With medical procedures getting progressively more expensive, and with people extending their lives for longer periods, with the benefit of further expensive medical procedures I might add, the system is headed for an actuarial cliff. In my estimation, the most likely outcome is going to be severe gov't rationing of healthcare for elderly people. This is where your savings will afford you better medical care.

As for solutions, either we get the gov't out of healthcare, or we get the gov't to actually impose strict actuarial principles, which means severe medicare rate increases starting now. The intergenerational wealth transfer model is falling apart with the lowered birth rates we're seeing today, especially from those in the higher SES.

Let's get back on topic people. The topic is pressures on parents, especially mothers, to be utterly enthralled by their offspring. Does such pressure exist, how does it manifest itself, what effect does it have if it does exist, etc.

This actually wasn't intended to be a piece advocating having children or not having children and U.S. healthcare funding is waaaaay off topic.

I think such unrealistic expectations about parenting (especially motherhood) were more the norm a generation ago. However, I imagine that feminism has contributed to it indirectly - with smaller families (and fewer opportunities to care for siblings or babysit), and more choices in general, I would guess that modern women are around infants and children much less than at most times in the past. It is much easier to idealize childcare or having a baby when you've never actually done it.

Also, despite feminism, there are years of advice, nostalgic stories, etc. from the early 19th c. onwards on motherhood as the pinnacle of the "cult of domesticity" (see Rima Apple & Janet Golden's collection "Mothers & Motherhood: Readings in American History for a glimpse of this) - and this is not entirely gone today.

>>> Let's get back on topic people.

Killjoy! :)

>>> Richard, keep saving and take no more from the system than you put in.

That's not going to hard. Can I have my interest too?
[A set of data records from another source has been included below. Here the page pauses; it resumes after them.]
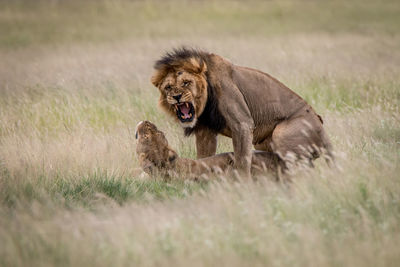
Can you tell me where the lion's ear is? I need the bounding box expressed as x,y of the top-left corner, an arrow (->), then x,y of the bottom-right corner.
168,149 -> 178,163
183,57 -> 207,75
200,60 -> 207,74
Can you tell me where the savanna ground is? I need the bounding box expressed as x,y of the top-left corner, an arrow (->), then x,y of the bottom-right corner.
0,0 -> 400,266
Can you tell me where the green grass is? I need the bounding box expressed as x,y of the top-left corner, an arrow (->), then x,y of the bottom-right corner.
0,0 -> 400,267
1,170 -> 207,209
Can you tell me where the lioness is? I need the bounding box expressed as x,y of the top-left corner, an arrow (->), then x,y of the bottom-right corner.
136,121 -> 277,179
151,48 -> 332,176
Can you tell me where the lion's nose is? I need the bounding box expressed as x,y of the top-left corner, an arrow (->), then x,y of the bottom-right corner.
173,95 -> 182,102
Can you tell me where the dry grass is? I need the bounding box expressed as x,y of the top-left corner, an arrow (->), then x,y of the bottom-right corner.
0,0 -> 400,266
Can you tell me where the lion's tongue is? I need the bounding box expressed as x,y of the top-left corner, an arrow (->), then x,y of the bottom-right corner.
179,105 -> 190,119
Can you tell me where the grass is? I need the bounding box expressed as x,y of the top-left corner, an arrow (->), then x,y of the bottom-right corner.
0,0 -> 400,266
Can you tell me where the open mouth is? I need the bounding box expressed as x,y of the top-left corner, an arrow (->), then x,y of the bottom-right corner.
175,102 -> 194,122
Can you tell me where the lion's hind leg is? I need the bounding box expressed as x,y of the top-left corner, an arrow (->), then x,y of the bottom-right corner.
271,114 -> 329,168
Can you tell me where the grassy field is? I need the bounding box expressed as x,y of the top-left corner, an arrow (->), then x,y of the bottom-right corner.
0,0 -> 400,267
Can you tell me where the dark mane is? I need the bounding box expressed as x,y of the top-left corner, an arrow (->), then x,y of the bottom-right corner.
154,46 -> 209,70
185,81 -> 226,136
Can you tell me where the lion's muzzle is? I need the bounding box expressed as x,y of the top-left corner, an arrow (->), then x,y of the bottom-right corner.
174,102 -> 195,122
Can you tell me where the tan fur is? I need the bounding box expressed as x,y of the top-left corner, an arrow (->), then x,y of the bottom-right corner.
152,48 -> 333,178
136,121 -> 279,180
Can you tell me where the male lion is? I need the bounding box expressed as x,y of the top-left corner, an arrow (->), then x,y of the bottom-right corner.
136,121 -> 277,180
151,48 -> 332,176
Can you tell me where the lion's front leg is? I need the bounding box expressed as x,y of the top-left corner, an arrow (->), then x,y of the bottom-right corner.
232,123 -> 253,178
195,128 -> 217,159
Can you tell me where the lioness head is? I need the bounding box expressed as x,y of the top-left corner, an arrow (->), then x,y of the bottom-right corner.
135,121 -> 178,175
151,48 -> 207,128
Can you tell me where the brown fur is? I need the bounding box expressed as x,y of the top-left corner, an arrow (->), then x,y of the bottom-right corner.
136,121 -> 279,180
152,48 -> 333,178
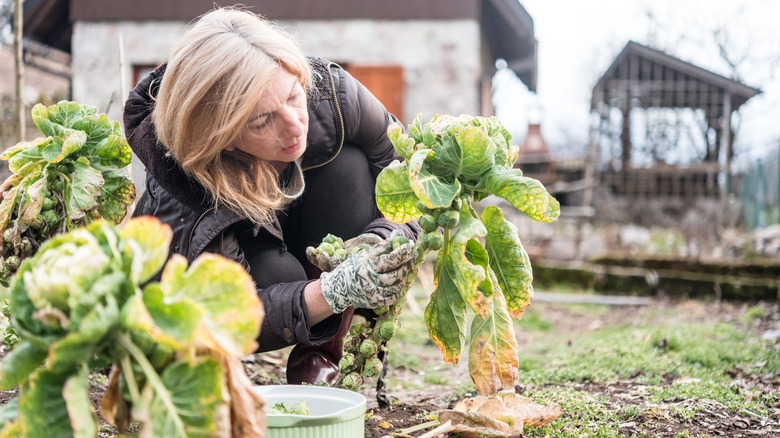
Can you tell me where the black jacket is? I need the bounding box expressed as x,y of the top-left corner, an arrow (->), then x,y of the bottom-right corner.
124,59 -> 420,351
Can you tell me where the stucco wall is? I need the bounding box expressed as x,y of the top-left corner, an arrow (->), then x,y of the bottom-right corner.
280,20 -> 480,123
72,20 -> 480,190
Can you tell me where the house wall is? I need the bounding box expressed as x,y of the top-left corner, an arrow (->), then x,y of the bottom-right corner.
72,20 -> 481,122
280,20 -> 481,123
72,19 -> 481,188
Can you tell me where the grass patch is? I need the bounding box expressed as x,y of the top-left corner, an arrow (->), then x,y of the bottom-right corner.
520,304 -> 780,438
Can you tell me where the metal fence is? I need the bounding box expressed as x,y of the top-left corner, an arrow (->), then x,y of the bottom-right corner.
735,147 -> 780,231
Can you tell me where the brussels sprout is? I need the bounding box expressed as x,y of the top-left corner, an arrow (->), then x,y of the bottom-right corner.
341,373 -> 363,391
5,256 -> 22,272
417,201 -> 433,214
51,178 -> 65,193
392,236 -> 409,249
339,353 -> 355,373
3,228 -> 15,243
376,321 -> 398,341
287,400 -> 311,415
43,210 -> 62,229
317,242 -> 336,256
417,214 -> 439,233
268,403 -> 287,415
438,210 -> 460,229
41,196 -> 58,211
363,357 -> 384,377
29,214 -> 46,231
360,339 -> 379,357
450,197 -> 463,211
322,233 -> 344,249
149,344 -> 176,371
420,231 -> 444,251
19,237 -> 35,257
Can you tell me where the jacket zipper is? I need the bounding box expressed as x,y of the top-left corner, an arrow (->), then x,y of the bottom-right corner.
303,62 -> 345,172
187,207 -> 216,259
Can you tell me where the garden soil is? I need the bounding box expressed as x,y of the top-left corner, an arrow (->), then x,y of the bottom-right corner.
0,300 -> 780,438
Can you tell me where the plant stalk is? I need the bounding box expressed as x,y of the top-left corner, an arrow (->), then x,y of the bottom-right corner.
117,333 -> 187,438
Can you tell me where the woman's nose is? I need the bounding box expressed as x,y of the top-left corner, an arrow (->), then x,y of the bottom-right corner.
278,107 -> 305,137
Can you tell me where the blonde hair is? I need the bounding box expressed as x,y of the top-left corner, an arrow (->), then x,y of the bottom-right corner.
152,8 -> 311,223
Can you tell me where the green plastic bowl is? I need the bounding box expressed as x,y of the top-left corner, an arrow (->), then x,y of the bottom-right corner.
254,385 -> 366,438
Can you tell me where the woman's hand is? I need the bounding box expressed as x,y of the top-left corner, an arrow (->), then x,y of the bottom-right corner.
320,236 -> 418,313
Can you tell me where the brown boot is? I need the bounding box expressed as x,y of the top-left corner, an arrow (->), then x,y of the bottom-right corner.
287,307 -> 355,385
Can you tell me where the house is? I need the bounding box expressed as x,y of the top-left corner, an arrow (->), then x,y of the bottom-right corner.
24,0 -> 537,123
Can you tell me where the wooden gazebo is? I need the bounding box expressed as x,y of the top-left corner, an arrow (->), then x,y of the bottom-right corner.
591,41 -> 761,197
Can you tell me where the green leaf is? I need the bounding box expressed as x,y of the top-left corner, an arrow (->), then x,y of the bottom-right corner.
409,149 -> 460,208
0,340 -> 47,391
160,253 -> 263,357
464,239 -> 493,318
482,205 -> 533,319
469,289 -> 520,395
0,397 -> 19,430
149,359 -> 223,438
91,134 -> 132,169
119,216 -> 173,284
41,131 -> 87,163
32,101 -> 82,138
65,157 -> 104,220
62,366 -> 98,438
0,137 -> 52,163
425,210 -> 486,365
448,126 -> 497,182
478,166 -> 561,222
72,114 -> 114,151
387,123 -> 415,160
139,282 -> 203,349
19,369 -> 75,438
376,160 -> 422,224
8,141 -> 44,172
97,166 -> 135,224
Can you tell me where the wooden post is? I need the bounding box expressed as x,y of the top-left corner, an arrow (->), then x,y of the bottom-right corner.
720,91 -> 731,225
14,0 -> 27,141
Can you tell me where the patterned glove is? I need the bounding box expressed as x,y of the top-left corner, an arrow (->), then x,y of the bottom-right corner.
320,236 -> 418,313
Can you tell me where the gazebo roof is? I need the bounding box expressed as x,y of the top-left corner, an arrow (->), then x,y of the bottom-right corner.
591,41 -> 761,116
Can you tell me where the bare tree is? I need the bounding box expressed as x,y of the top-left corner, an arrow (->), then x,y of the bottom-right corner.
0,0 -> 14,46
14,0 -> 26,141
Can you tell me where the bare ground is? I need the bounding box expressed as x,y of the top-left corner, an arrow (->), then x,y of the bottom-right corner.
0,300 -> 780,438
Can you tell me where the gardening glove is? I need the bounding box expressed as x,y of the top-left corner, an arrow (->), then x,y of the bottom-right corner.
306,233 -> 385,272
320,231 -> 418,313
I wonder if parents can't shorten the boredom period by cutting short the period in which they treat their children like stupid people.

I'm just speaking from my own experience, but I know that my family takes pride in addressing the pets in complete sentences. I think some parents prolong baby behaviors, and the attendant boredom, by talking to their kids in babytalk and entertaining them with babyish things.

Ack! somebody. Close that tag for me, I beg of you...

Mythago: Thanks for pointing out that moms who express compunction over child-rearing aren't routinely flayed. That hyperbole is getting more tiresome all the time. This journalist strikes me as the sort who has to have something wrong in her life; how serendipitious this dovetails with the vitally important task of selling ink. When, oh when, will the travails of the overachieving/overpaid class cease to be held up as what we all go through? By the way, I liked your little prank about the Greek lessons. Keep it up

Lindsay Beyerstein: Yes, in a word. My four-year-old daughter still likes Dr. Seuss, of course, but speaking to her in complete sentences has seemed to produce that happy effect. And I think it goes a long way towards relieving the tedium of bringing her up. Not that it's all that tedious.

Tango Man: If my daughter adopts your attitude, I'll know I've failed as a father. By the way, if it does come to rationing healthcare for the old (a dubious scenario if we lift the cap on Social Security taxes), I'll take it with some stoicism. Ever been to an old folks' home? My ex works in one and I'll take death in a trailer at 70 over "life" in one of those hellholes.